In het najaar van 2009 presenteert Huis Marseille voor het eerste een groot retrospectief van de Amerikaanse fotograaf Fazal Sheikh (New York, 1965). Sheikh is geen onbekende in Nederland. Eerder exposeerde hij in het Nederlands Fotomuseum (1997, 2001) en tijdens het Fotofestival Noorderlicht (1997). Daar liet hij zijn indrukwekkende portretseries zien van ontheemden en vluchtelingen in Afrika en Azië. Deze tentoonstellingen markeerden het begin van een mooie carrière. In monumentale en verstilde zwart-wit portretten geeft Fazal Sheikh de mensen in vluchtelingenkampen in Kenia, Tanzania en Pakistan een gezicht en een naam, en daarnaast tekent hij hun verhalen op in uitgebreide getuigenissen. Nu heeft Fazal Sheikh zijn oeuvre substantieel uitgebouwd. De tentoonstelling in Huis Marseille laat ook zijn meest recente fotoseries zien die hij in India maakte van vrouwen en kinderen die onder barre omstandigheden moeten zien te overleven. De tentoonstelling is samengesteld in nauwe samenwerking met de Fundación MAPFRE in Madrid, waar de expositie eerder te zien was.

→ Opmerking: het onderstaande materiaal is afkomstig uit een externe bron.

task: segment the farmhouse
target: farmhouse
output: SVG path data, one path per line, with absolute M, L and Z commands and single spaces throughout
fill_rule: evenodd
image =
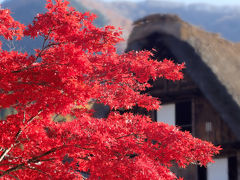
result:
M 175 15 L 155 14 L 135 21 L 130 50 L 152 50 L 154 58 L 185 62 L 185 78 L 159 79 L 149 93 L 162 101 L 154 121 L 190 131 L 221 145 L 223 151 L 207 168 L 176 169 L 187 180 L 240 179 L 240 44 L 192 26 Z

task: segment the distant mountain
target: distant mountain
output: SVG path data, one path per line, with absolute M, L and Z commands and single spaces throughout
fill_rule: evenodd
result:
M 141 2 L 103 0 L 70 0 L 71 5 L 79 11 L 91 11 L 98 15 L 98 26 L 114 25 L 121 27 L 123 38 L 127 40 L 132 29 L 132 22 L 155 13 L 177 14 L 184 21 L 202 29 L 221 34 L 225 39 L 240 42 L 240 7 L 217 7 L 207 4 L 175 3 L 159 0 Z M 13 16 L 25 24 L 30 23 L 37 13 L 44 12 L 45 0 L 8 0 L 2 7 L 10 8 Z M 11 45 L 10 45 L 11 46 Z M 24 40 L 14 43 L 17 49 L 28 50 L 39 47 L 39 42 Z M 126 42 L 118 45 L 119 52 L 126 47 Z
M 185 5 L 157 0 L 145 0 L 138 3 L 112 2 L 106 3 L 106 6 L 133 21 L 155 13 L 176 14 L 184 21 L 206 31 L 219 33 L 233 42 L 240 41 L 240 6 Z
M 78 11 L 85 12 L 89 11 L 87 7 L 85 7 L 81 2 L 77 2 L 77 0 L 70 0 L 72 6 L 74 6 Z M 14 19 L 20 21 L 21 23 L 27 25 L 30 24 L 33 18 L 37 15 L 37 13 L 45 12 L 45 0 L 8 0 L 4 1 L 1 5 L 2 8 L 9 8 L 13 13 L 12 16 Z M 97 26 L 104 26 L 107 24 L 107 19 L 100 11 L 97 9 L 92 9 L 92 12 L 97 14 L 99 18 L 95 20 L 95 24 Z M 42 40 L 39 38 L 38 40 L 32 40 L 30 38 L 24 38 L 21 41 L 15 42 L 3 42 L 4 49 L 17 49 L 19 51 L 27 51 L 34 52 L 34 49 L 41 47 Z

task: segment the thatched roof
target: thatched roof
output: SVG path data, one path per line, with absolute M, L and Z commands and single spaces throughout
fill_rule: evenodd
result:
M 175 15 L 150 15 L 134 23 L 129 50 L 159 33 L 175 57 L 240 140 L 240 44 L 202 30 Z

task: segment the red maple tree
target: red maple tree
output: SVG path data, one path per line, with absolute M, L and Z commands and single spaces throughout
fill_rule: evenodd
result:
M 44 39 L 32 55 L 0 49 L 0 104 L 17 111 L 0 121 L 0 178 L 81 179 L 87 172 L 90 179 L 176 179 L 172 162 L 212 161 L 219 147 L 116 111 L 158 109 L 159 100 L 142 93 L 149 79 L 181 79 L 183 64 L 152 60 L 148 51 L 119 55 L 115 45 L 122 39 L 114 27 L 95 27 L 94 15 L 65 0 L 47 0 L 46 8 L 27 27 L 0 10 L 5 39 Z M 94 118 L 86 107 L 93 99 L 115 111 Z M 72 120 L 55 122 L 54 114 Z

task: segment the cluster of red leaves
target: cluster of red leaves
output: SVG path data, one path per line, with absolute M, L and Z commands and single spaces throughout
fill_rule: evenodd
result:
M 181 79 L 183 65 L 151 60 L 147 51 L 118 55 L 114 27 L 95 27 L 94 15 L 65 0 L 47 0 L 46 8 L 26 29 L 9 10 L 0 13 L 5 38 L 44 38 L 33 55 L 0 50 L 0 104 L 17 111 L 0 121 L 0 178 L 79 179 L 84 171 L 90 179 L 175 179 L 173 161 L 212 161 L 219 148 L 174 126 L 128 113 L 95 119 L 76 108 L 94 99 L 111 109 L 156 110 L 159 100 L 141 92 L 149 79 Z M 52 120 L 67 113 L 73 121 Z

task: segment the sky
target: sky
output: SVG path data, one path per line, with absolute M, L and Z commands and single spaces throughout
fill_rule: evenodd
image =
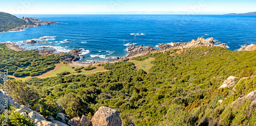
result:
M 256 11 L 255 0 L 1 0 L 12 14 L 223 14 Z

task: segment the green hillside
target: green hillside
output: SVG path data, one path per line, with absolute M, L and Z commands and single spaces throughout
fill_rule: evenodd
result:
M 26 22 L 11 14 L 0 12 L 0 32 L 26 24 Z
M 136 125 L 255 125 L 255 104 L 246 99 L 232 102 L 256 90 L 256 51 L 217 47 L 188 49 L 180 54 L 178 51 L 134 58 L 154 58 L 147 72 L 125 59 L 106 64 L 104 69 L 109 71 L 89 76 L 13 80 L 9 91 L 15 100 L 45 117 L 60 111 L 51 106 L 57 102 L 69 118 L 84 114 L 90 119 L 102 106 L 115 109 L 124 125 L 132 122 Z M 31 62 L 29 66 L 37 62 L 26 60 Z M 8 63 L 14 72 L 17 61 Z M 230 76 L 238 78 L 236 85 L 219 89 Z M 247 79 L 239 82 L 242 78 Z M 25 95 L 20 90 L 35 94 Z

In monumentale en verstilde zwart-wit portretten laat Fazal Sheikh mensen die hun vaderland zijn ontvlucht, als individuen zien, met respect voor hun waardigheid, en niet als symbool van de politieke conflicten waar zij het slachtoffer van zijn geworden. Om dit te kunnen bereiken en hun vertrouwen te winnen brengt hij veel tijd met ze door. Alleen zo kan hij hen ontspannen voor de camera laten poseren. De band die zij met de fotograaf hebben opgebouwd reflecteert in de open manier waarop de meeste van hen in de camera kijken. Fazal Sheikh heeft zich onder andere laten inspireren door de Duitse fotograaf August Sander (1876-1964) die ten tijde van de Weimar Republiek burgers uit verschillende beroepen, rangen en standen portretteerde in onopgesmukt zwart wit. In de loop der jaren is Sheikh zich steeds meer op het gezicht gaan concentreren, en heeft het landschap en de omgeving uiteindelijk plaats gemaakt voor een eenvoudig wit laken als achtergrond. Door zijn ervaring en groter gevoel van vertrouwen en trefzekerheid, heeft hij de geportretteerden soms zo dicht kunnen benaderen dat zijn eigen reflectie zichtbaar is in hun pupillen. De verhalen die de geportretteerde mensen hem tijdens zijn verblijf vertellen, ziet Sheikh als essentieel onderdeel van zijn fotografie. In 1998 is hij begonnen met het verzamelen van deze getuigenissen om ze in directe relatie tot zijn foto’s te presenteren. Het bijna serene beeld vormt zo een indringend contrast met de vaak gewelddadige context.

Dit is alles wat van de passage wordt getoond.